All 6 Movies from the “Alien” Franchise Ranked from Worst to Best

Alien

In 1979, director Ridley Scott helmed a revolution in the sci-fi genre: “Alien”. With a few TV series and only one feature film on his résumé at the time, this revolutionary masterpiece had mixed reviews at the beginning, but ultimately became a landmark in horror and science fiction and one of the biggest franchises in film history.

With a woman as the lead character, Lieutenant Ellen Ripley, amazingly portrayed by Sigourney Weaver, defied the stereotype of the lead hero in an action, adventure, horror and science fiction franchise always being a male character.

Now, almost 40 years after the first movie of the franchise arrived at theaters and changed the sci-fi genre forever, “Alien: Covenant” arrives in 2017, taking place before the first Alien film and a few years after “Prometheus” in the chronology.

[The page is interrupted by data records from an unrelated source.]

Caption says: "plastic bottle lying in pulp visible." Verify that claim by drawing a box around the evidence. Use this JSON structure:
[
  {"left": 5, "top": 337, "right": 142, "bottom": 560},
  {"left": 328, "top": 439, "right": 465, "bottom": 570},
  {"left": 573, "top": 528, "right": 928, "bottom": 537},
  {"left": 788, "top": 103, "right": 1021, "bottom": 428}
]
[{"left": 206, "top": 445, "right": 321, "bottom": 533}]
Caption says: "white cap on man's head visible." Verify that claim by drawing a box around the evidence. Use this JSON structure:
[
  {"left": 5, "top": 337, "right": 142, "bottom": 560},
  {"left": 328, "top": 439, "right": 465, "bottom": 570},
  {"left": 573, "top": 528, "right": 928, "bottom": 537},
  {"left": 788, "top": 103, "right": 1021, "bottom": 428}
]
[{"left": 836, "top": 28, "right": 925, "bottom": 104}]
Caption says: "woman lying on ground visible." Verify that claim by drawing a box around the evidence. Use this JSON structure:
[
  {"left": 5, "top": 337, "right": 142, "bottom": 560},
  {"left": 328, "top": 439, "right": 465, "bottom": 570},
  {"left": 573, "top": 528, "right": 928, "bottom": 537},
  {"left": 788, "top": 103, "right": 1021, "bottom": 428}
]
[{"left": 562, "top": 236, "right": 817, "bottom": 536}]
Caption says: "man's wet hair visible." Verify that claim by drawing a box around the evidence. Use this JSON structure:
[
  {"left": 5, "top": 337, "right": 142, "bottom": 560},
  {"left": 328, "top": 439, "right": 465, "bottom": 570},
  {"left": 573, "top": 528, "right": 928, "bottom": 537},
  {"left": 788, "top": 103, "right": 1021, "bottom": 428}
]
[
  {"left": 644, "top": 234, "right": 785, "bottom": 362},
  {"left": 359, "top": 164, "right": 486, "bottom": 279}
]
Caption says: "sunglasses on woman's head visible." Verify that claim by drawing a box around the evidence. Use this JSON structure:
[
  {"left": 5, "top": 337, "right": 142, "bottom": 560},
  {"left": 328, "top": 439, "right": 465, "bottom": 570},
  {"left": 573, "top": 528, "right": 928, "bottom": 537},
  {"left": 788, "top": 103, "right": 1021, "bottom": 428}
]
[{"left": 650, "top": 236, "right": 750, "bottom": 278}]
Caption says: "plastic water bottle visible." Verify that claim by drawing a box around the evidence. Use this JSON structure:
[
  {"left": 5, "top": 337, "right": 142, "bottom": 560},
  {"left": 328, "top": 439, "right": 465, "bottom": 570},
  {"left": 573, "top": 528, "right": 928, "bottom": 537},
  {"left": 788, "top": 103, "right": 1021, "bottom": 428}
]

To commemorate such an important franchise in film history that is beloved by die-hard fans for decades and decades now, we ranked all six movies in the Alien franchise. Also, it’s never too late to remember that the two ‘Alien vs. Predator’ movies were deliberately left out of this list and that we have lots of spoilers below.

So, here are the six Alien movies ranked from worst to best:

 

6. Alien: Resurrection (1997), directed by Jean-Pierre Jeunet

After seeing three movies where Ripley destroyed basically every xenomorph that showed up in her path, do we really need to see this mother and son relationship between our favorite lieutenant and the new human-xenomorph hybrid? And what about that basketball court scene?

Often considered as the weakest Alien film, “Alien: Resurrection” is directed by Jean-Pierre Jeunet, who you might remember for directing “Amélie” a few years later, and who had previously directed great films like “Delicatessen” (1991) and “The City of Lost Children” (1995), both in collaboration with writer and director Marc Caro.

Written by Joss Whedon (“The Avengers”, “Much Ado About Nothing”), the movie is full of dull moments and moves up a little slowly with lots of unnecessary gags. But the most strange part of the film is still Ripley’s awkward relationship with the Alien which she, for some reason, has an affection for.

With lots of weird camera movements and a few scenes and moments that should maybe not be in the script in the first place, “Alien: Resurrection” is number six in the ranking of the Alien franchise.

 

5. Alien: Covenant (2017), directed by Ridley Scott

Alien Covenant

The last installment in the Alien franchise follows a colony ship that is heading to a remote planet with more than 2,000 people on board to occupy this new place. Everything changes when they find a nearby paradise and decide to land there.

Working both as a prequel to the movie “Alien” from 1979 and a sequel to “Prometheus”, released in 2012, “Alien: Covenant” is, in tone, definitely a hybrid between those two films.

With debatable motivations of their characters and not solving many of the questions raised by its prequel “Prometheus”, “Alien: Covenant” seems to have no memorable moments at all. Despite the amazing special effects, photography, and landscapes, the movie fails to get meaningful relationships between its characters and fails to add personality to all of them.

Being R-rated might not have been the best choice for this movie because everything is based on exposure. Its visuals and violent scenes with more blood than ever before, its dialogues, its plot-twists… most of the aspects of this film are just mimicking things we have seen more than once before in this franchise.

Even though it does not move as slow as other movies in the Alien series, “Alien: Covenant” seems to be there just to tie “Prometheus” to the first Alien film but does not add anything significant to this universe.

 

4. Alien 3 (1992), directed by David Fincher

Alien 3 (1992)

With a lot of controversy surrounding the production of this film, mostly with David Fincher’s problems with creative control, “Alien 3” is often considered the “moment when the Alien franchise stopped working,” although this is clearly debatable.

Being a famous director of music videos at the time, it is not hard to imagine that it sounded like a good opportunity for Fincher to get into the industry with such a big blockbuster franchise as Alien was at the time (and still is).

Following Ellen Ripley arriving in a maximum all-male security prison and eventually realizing she brought a deadly creature with her, “Alien 3” is the most slow-paced movie in the franchise because everything seems to take too much time to actually happen, and this has more to do with screenwriting than directing.

If you watch the Assembly Cut of the movie in comparison with the theatrical version, you might be able to see that “Alien 3” should not be as hated as it was – and as it is – nowadays. And let us remember that Fincher himself once said that nobody hates this movie more than he does.

Even with all of the projection time where the narrative does not seem to progress, the corridor scene by the end of the film shows lots of Fincher’s control of imagery that we would see in his following films and we can probably say that this third act of the movie makes it worth seeing (although still does not save the whole picture).